LHC Phenomenology of Composite 2-Higgs Doublet Models

TL;DR

This paper explores the phenomenology of Composite 2-Higgs Doublet Models (C2HDMs), highlighting how their Yukawa coupling structures lead to distinct collider signatures compared to elementary models, aiding experimental differentiation.

Contribution

It introduces a specific construction of C2HDMs based on $SO(6)$ symmetry breaking and compares their phenomenology with elementary models, emphasizing differences in Higgs couplings and collider signatures.

Findings

Significant differences in Yukawa coupling structures between C2HDM and E2HDM.
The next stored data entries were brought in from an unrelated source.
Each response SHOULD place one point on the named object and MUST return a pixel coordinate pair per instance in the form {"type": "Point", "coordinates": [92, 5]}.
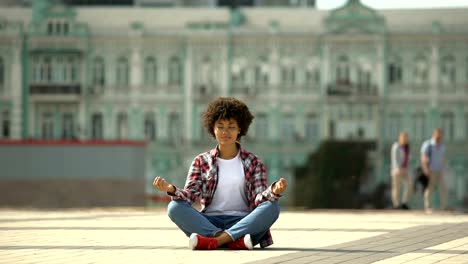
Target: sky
{"type": "Point", "coordinates": [396, 4]}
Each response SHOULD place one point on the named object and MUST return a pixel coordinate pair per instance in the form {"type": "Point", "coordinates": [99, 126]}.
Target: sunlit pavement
{"type": "Point", "coordinates": [148, 236]}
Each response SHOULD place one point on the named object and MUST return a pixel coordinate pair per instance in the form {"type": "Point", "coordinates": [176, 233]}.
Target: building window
{"type": "Point", "coordinates": [395, 71]}
{"type": "Point", "coordinates": [342, 70]}
{"type": "Point", "coordinates": [364, 80]}
{"type": "Point", "coordinates": [46, 72]}
{"type": "Point", "coordinates": [207, 72]}
{"type": "Point", "coordinates": [122, 126]}
{"type": "Point", "coordinates": [50, 28]}
{"type": "Point", "coordinates": [288, 72]}
{"type": "Point", "coordinates": [174, 128]}
{"type": "Point", "coordinates": [419, 126]}
{"type": "Point", "coordinates": [5, 124]}
{"type": "Point", "coordinates": [466, 126]}
{"type": "Point", "coordinates": [421, 70]}
{"type": "Point", "coordinates": [175, 71]}
{"type": "Point", "coordinates": [68, 126]}
{"type": "Point", "coordinates": [312, 128]}
{"type": "Point", "coordinates": [72, 68]}
{"type": "Point", "coordinates": [287, 127]}
{"type": "Point", "coordinates": [262, 70]}
{"type": "Point", "coordinates": [66, 28]}
{"type": "Point", "coordinates": [150, 72]}
{"type": "Point", "coordinates": [394, 126]}
{"type": "Point", "coordinates": [97, 126]}
{"type": "Point", "coordinates": [239, 72]}
{"type": "Point", "coordinates": [150, 126]}
{"type": "Point", "coordinates": [47, 125]}
{"type": "Point", "coordinates": [2, 76]}
{"type": "Point", "coordinates": [261, 127]}
{"type": "Point", "coordinates": [448, 126]}
{"type": "Point", "coordinates": [313, 73]}
{"type": "Point", "coordinates": [122, 72]}
{"type": "Point", "coordinates": [98, 71]}
{"type": "Point", "coordinates": [447, 70]}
Distinct production and decay patterns of extra Higgs bosons at the LHC.

Potential to distinguish models through collider measurements of Higgs properties.

Abstract

We investigate the phenomenology of Composite 2-Higgs Doublet Models (C2HDMs) of various Yukawa types based on the global symmetry breaking $SO(6)\to SO(4)\times SO(2)$. The kinetic term and the Yukawa Lagrangian are constructed in terms of the pseudo Nambu-Goldstone Boson (pNGB) matrix and a 6-plet of fermions under $SO(6)$. The scalar potential is assumed to be the same as that of the Elementary 2-Higgs Doublet Model (E2HDM) with a softly-broken discrete $Z_2$ symmetry. We then discuss the phenomenological differences between the E2HDM and C2HDM by focusing on the deviations from Standard Model (SM) couplings of the discovered Higgs state ($h$) as well as on the production cross sections and Branching Ratios (BRs) at the Large Hadron Collider (LHC) of extra Higgs bosons. We find that, even if the same deviation in the $hVV$ ($V=W,Z$) coupling is assumed in both scenarios, there appear significant differences between E2HDM and C2HDM from the structure of the Yukawa couplings, so that production and decay features of extra Higgs bosons can be used to distinguish between the two scenarios.